Essa proseguiva il suo cammino mortale, e a me l'anima si andava fasciando di lenta malinconia: ma ecco, dopo un incerto vagare tra larve di strade d'ambiguo colore e di spiriti crepuscolari, e dopo due o tre svolte più impensate, ecco di lì a poco m'accorsi che la luce si rifaceva nitida, ch'erano scomparse le cànove e riapparsi i romantici bar con le drogherie luridissime: risentii un saluto d'aure familiari, spuntarono al mobile orizzonte più frequenti botteghe, poi grandi vetrate. Riudivo qua e là sonorità umane: e a mano a mano ritrovando il sorriso di vie e piazze note recuperai gli spiriti, fino a che per pochi ultimi audaci quadrivi mi riconobbi tornato presso al cuore del gran corpo di cui avevo rapidamente poco innanzi raggiunto gli arti più lontani.

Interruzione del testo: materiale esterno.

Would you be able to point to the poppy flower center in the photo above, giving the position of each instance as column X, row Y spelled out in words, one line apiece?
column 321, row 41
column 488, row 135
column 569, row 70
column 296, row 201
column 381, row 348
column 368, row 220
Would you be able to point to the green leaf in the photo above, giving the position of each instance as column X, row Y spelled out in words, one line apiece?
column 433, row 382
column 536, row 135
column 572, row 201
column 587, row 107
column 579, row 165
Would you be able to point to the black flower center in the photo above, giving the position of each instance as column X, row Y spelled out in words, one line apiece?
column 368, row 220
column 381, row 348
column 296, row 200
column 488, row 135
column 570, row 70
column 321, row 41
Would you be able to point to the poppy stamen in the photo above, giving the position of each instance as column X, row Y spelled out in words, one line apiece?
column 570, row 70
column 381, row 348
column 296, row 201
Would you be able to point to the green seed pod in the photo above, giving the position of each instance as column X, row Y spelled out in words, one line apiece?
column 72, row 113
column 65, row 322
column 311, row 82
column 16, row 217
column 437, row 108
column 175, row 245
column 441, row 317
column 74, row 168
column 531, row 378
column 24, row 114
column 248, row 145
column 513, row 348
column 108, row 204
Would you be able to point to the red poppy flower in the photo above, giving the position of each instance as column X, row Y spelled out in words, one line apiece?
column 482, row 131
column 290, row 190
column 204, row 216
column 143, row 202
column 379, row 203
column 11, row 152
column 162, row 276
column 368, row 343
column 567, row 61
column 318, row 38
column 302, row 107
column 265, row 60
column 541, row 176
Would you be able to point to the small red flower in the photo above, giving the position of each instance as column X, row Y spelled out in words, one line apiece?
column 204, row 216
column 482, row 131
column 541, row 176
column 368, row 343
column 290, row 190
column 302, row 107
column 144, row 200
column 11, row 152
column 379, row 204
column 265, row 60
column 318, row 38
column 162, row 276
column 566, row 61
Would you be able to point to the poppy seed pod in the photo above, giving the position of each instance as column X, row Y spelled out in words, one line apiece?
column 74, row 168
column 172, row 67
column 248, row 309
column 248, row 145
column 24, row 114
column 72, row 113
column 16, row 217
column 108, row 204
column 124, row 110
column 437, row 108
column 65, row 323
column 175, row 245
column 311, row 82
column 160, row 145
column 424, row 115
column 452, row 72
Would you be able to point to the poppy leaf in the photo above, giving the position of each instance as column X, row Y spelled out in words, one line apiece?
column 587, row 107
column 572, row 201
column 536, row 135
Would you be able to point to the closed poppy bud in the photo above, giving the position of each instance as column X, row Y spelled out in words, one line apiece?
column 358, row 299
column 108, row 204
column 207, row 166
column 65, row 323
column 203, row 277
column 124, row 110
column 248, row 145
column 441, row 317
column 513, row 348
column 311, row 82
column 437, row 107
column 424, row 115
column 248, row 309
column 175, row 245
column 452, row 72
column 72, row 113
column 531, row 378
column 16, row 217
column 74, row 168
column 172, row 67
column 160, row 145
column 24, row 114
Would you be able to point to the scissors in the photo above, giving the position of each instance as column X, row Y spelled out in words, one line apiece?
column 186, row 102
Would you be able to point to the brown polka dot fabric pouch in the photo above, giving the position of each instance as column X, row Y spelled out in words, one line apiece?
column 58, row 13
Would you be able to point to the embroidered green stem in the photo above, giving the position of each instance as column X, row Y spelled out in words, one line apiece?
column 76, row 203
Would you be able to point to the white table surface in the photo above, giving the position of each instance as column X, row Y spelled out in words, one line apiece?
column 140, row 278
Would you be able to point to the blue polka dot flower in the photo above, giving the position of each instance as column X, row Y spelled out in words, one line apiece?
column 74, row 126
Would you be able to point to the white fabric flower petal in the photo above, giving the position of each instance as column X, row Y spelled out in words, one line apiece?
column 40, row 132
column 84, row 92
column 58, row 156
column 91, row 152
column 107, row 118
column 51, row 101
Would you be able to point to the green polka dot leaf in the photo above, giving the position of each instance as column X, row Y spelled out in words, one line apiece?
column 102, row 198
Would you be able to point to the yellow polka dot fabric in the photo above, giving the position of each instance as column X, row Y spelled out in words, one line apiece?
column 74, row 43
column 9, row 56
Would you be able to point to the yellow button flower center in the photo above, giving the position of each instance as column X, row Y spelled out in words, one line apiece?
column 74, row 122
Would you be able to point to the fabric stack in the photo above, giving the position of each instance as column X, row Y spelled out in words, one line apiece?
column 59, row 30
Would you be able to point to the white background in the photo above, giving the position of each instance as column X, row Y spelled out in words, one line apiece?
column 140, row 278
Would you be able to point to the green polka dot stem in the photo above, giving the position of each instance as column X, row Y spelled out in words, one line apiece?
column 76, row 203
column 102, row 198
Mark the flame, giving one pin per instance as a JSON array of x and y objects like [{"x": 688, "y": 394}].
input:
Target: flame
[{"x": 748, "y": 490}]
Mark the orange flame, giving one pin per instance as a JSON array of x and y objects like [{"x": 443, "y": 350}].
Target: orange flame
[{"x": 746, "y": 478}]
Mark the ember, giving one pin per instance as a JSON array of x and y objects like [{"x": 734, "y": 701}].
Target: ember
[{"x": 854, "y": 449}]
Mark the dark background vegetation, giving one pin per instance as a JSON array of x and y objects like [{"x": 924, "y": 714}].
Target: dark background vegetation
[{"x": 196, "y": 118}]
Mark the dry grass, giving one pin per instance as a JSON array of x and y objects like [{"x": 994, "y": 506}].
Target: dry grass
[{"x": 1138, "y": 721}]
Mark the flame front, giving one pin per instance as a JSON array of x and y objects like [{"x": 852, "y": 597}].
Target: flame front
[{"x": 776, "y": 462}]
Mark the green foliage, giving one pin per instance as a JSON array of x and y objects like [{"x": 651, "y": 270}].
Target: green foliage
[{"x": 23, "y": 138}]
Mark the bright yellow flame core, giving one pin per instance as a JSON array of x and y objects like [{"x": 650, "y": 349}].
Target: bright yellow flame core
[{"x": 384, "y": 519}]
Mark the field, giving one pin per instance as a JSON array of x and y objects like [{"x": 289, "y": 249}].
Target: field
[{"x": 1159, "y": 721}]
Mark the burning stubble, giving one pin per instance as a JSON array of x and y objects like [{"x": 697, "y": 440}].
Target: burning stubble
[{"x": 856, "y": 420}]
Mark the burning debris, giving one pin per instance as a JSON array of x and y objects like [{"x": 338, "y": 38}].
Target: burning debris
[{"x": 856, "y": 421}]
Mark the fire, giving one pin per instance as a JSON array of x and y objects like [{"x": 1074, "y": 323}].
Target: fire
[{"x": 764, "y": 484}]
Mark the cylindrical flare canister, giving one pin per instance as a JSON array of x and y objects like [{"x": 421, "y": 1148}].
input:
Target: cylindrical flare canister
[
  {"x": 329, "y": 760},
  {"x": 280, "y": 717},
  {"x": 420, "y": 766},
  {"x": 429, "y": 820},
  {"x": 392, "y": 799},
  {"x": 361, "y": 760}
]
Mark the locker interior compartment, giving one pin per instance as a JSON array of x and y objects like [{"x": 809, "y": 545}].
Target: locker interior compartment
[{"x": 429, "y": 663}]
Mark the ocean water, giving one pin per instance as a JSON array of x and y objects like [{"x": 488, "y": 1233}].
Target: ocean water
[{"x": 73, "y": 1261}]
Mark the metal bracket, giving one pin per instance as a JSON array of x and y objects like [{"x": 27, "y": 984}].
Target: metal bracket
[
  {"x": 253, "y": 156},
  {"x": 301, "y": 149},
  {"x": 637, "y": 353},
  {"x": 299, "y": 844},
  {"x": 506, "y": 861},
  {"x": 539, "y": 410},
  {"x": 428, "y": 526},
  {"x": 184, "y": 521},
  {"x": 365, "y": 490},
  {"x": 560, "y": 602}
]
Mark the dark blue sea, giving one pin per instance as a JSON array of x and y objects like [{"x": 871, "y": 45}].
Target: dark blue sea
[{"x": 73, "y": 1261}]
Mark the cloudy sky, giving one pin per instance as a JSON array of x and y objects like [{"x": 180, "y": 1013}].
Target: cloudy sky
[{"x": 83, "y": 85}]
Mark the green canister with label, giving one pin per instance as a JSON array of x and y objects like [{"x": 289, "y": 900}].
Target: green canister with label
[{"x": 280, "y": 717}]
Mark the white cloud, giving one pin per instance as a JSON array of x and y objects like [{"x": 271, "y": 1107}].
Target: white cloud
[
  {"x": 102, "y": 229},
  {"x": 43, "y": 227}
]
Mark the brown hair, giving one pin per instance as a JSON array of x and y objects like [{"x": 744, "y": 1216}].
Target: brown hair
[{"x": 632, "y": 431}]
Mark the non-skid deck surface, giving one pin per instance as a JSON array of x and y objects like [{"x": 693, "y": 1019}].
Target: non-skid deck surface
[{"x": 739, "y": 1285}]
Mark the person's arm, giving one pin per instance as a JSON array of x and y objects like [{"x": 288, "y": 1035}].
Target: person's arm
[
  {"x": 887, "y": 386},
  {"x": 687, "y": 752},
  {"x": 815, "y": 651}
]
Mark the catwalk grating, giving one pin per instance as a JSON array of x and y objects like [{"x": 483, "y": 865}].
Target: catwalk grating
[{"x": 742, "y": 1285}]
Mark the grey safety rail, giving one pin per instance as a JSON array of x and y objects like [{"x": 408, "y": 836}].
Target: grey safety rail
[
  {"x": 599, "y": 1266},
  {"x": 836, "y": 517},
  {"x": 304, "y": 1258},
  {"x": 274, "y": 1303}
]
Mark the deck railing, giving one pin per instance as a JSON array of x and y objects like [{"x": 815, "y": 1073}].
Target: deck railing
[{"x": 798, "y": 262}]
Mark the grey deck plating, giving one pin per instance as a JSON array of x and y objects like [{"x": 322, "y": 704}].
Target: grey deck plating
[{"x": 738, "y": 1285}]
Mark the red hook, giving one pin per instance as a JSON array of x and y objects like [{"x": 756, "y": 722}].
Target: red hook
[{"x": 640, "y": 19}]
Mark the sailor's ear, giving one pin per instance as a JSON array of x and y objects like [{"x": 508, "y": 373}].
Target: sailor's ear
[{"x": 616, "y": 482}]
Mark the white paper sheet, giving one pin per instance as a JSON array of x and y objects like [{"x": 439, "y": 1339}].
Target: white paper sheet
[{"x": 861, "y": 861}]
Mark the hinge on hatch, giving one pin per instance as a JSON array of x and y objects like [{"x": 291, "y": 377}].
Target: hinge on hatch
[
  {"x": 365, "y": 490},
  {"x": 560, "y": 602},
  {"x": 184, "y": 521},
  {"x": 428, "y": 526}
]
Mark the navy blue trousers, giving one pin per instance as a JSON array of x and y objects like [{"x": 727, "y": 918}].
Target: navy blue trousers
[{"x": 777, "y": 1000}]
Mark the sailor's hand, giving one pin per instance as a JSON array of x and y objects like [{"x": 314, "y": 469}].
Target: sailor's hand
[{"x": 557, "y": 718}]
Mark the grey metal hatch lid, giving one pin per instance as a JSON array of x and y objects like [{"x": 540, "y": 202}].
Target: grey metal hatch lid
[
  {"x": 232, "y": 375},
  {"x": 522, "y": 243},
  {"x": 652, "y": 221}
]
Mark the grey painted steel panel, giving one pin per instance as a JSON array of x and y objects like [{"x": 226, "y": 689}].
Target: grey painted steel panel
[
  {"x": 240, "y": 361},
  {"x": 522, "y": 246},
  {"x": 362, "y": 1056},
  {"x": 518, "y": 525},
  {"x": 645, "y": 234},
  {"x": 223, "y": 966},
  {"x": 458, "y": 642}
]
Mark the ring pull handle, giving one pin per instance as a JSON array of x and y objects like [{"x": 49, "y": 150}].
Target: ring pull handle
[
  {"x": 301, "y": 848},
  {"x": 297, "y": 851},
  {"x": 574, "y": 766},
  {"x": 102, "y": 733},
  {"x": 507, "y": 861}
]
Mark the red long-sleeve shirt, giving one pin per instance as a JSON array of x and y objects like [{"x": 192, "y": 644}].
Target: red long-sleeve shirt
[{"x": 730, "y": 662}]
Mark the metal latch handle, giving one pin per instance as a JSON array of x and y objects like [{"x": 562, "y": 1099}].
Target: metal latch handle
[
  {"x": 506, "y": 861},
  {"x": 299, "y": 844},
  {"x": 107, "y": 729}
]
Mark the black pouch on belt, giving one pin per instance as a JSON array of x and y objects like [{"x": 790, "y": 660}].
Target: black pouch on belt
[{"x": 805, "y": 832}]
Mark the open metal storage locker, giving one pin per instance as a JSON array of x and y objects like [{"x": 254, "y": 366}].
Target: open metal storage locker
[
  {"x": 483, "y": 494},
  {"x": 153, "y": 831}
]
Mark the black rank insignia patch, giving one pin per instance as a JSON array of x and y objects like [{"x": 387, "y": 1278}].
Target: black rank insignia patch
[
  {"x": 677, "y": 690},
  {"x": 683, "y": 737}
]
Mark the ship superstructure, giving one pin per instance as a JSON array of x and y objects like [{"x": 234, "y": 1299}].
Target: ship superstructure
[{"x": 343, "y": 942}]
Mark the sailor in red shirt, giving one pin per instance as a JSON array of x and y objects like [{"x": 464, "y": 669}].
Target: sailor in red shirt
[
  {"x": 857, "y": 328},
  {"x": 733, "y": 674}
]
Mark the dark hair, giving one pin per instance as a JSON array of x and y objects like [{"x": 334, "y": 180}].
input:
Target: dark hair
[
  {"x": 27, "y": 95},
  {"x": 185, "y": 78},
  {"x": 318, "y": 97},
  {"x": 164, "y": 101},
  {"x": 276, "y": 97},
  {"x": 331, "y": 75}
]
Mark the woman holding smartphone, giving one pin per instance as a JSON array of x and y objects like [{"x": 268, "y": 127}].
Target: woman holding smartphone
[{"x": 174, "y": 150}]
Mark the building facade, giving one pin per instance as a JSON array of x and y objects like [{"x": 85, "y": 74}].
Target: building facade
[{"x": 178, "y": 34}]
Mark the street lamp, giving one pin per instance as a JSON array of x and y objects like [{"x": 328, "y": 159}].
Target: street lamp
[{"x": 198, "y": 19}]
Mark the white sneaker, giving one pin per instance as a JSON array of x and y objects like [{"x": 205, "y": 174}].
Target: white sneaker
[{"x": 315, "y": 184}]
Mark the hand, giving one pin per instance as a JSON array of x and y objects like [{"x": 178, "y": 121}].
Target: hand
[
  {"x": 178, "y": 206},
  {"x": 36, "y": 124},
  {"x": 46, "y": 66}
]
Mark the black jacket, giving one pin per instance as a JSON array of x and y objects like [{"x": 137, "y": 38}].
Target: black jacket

A questo punto, senza espresso superiore comando nè per altre cagioni apparenti, il cavallo a capo chino ristette, la carrozza sostò, e noi tutti con essa e dentro essa fummo fermi.
Appunto in quell'istante il mio compagno ebbe conchiusa la sua contemplazione, e dalle quadrate estremità delle scarpe levò gli occhi ai due bottoni argentei ond'era insignito il dorso dell'auriga. Tutti tacevamo. Poi l'auriga si voltò e inclinò alquanto verso noi, candidamente così favellando:
— Avevi minga capii ben: che via l'à dit?
— Via Belloveso.
— Adess o capii: la gh'è minga quela via lì a Milan.
Il mio prodigioso compagno si volse a me e disse:
— Lo sapevo, che non c'era.
— E allora, — arrischiai — perchè la cerca?